In [1]:
import pandas as pd
import numpy as np
import os
import pyproj
from pyproj import Transformer
import string
import os
import requests, zipfile, io

In [2]:
# Data Directory / Files
data_dir = "./DOI-WGMS-FoG-2019-12"
data_archive_url = "https://wgms.ch/downloads/DOI-WGMS-FoG-2019-12.zip"
target_path = './DOI-WGMS-FoG-2019-12.zip'

# Download if not present,      
if not os.path.exists(data_dir):
    response = requests.get(data_archive_url, stream=True)
    with open(target_path, "wb") as target_file:
        for chunk in response.iter_content(chunk_size=512):
            if chunk:  
                target_file.write(chunk)
    z = zipfile.ZipFile(target_path)
    z.extractall()
    


In [3]:
# WGMS Data Files
a_glacier_file = "WGMS-FoG-2019-12-A-GLACIER.csv"
b_glacier_file = "WGMS-FoG-2019-12-B-STATE.csv"
d_change_file = "WGMS-FoG-2019-12-D-CHANGE.csv"
e_massbalance_file = "WGMS-FoG-2019-12-E-MASS-BALANCE-OVERVIEW.csv"
ee_massbalance_file = "WGMS-FoG-2019-12-EE-MASS-BALANCE.csv"
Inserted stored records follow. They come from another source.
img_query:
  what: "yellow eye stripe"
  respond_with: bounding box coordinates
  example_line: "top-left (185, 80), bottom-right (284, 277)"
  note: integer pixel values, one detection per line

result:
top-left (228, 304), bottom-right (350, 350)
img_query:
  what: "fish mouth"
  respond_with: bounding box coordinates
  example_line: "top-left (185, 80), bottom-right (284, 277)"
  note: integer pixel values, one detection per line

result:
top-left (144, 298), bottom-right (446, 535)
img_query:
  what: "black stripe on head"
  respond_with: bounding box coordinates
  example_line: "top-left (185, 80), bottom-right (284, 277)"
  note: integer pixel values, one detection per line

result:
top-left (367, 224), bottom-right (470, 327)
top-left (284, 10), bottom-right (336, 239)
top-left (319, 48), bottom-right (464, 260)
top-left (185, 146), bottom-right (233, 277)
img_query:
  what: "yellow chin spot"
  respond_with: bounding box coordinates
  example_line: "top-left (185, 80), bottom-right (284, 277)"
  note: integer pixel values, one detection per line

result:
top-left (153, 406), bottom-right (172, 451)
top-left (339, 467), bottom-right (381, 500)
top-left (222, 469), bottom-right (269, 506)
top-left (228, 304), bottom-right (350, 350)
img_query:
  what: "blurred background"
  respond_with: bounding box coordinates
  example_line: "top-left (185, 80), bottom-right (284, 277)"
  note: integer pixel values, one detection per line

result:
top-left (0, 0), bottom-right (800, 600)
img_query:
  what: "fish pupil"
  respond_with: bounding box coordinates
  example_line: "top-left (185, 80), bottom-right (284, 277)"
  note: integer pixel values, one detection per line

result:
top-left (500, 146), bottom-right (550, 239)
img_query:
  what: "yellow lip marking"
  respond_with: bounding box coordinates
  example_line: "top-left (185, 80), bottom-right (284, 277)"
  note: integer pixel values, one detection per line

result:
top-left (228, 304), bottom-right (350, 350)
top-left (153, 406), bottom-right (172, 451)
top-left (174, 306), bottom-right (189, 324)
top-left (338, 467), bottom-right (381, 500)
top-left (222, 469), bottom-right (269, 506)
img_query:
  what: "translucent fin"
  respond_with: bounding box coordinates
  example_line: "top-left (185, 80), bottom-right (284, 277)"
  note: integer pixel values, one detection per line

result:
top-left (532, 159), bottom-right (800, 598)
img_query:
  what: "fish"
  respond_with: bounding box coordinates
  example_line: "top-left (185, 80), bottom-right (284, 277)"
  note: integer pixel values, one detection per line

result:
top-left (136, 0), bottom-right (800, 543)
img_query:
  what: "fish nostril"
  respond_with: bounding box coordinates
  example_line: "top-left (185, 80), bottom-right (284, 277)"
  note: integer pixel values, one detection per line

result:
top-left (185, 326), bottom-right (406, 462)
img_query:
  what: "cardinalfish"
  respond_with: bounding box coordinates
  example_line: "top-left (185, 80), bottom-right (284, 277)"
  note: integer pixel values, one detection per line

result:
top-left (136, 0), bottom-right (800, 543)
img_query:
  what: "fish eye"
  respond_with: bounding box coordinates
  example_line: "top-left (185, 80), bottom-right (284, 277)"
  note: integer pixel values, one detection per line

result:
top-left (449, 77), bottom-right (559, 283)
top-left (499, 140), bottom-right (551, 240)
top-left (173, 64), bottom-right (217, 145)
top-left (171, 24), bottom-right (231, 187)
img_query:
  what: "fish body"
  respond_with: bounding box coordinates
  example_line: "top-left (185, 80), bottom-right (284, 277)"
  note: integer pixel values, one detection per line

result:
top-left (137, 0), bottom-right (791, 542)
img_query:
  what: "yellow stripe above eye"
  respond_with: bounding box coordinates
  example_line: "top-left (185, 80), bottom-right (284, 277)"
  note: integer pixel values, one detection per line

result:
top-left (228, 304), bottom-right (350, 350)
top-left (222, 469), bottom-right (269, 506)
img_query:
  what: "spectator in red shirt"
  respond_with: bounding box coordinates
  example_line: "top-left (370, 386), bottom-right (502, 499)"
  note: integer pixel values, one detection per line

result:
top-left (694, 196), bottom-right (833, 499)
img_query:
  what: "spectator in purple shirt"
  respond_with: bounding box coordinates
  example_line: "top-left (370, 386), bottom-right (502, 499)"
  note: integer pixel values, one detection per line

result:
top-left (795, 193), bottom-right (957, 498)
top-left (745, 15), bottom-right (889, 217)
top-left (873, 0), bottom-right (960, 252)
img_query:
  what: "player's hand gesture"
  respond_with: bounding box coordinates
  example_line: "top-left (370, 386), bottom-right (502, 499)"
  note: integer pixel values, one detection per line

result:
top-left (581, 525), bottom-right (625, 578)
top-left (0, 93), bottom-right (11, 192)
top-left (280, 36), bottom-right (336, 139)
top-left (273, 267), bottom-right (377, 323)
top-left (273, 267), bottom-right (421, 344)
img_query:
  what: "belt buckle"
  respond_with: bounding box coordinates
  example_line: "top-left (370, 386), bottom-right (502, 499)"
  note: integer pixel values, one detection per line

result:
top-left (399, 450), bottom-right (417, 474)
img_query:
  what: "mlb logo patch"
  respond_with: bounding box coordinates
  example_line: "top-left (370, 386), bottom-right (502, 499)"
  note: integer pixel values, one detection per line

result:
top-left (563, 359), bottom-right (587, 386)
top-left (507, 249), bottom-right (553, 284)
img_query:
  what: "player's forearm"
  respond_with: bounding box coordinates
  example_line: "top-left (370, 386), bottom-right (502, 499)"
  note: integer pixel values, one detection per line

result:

#### At this point, open the `a_glacier_file`,  `ee_glacier_file` files and resave in utf-8 format (LibreOffice Calc works).

In [4]:
# Main dataframe containing overall information
df_compiled = pd.DataFrame()

### Extract relevant Glacial Characteristics from the WGMS_A file

In [5]:
df_A = pd.read_csv(os.path.join(data_dir, a_glacier_file))
df_A.dropna(axis="rows", subset=["LONGITUDE", "LATITUDE"], inplace=True)

In [6]:
df_A.columns

Index(['POLITICAL_UNIT', 'NAME', 'WGMS_ID', 'GEN_LOCATION', 'SPEC_LOCATION',
       'LATITUDE', 'LONGITUDE', 'PRIM_CLASSIFIC', 'FORM', 'FRONTAL_CHARS',
       'EXPOS_ACC_AREA', 'EXPOS_ABL_AREA', 'PARENT_GLACIER', 'REMARKS',
       'GLACIER_REGION_CODE', 'GLACIER_SUBREGION_CODE'],
      dtype='object')

In [7]:
# Prettify Capitalization
df_A['NAME'] = df_A['NAME'].apply(lambda x: string.capwords(x))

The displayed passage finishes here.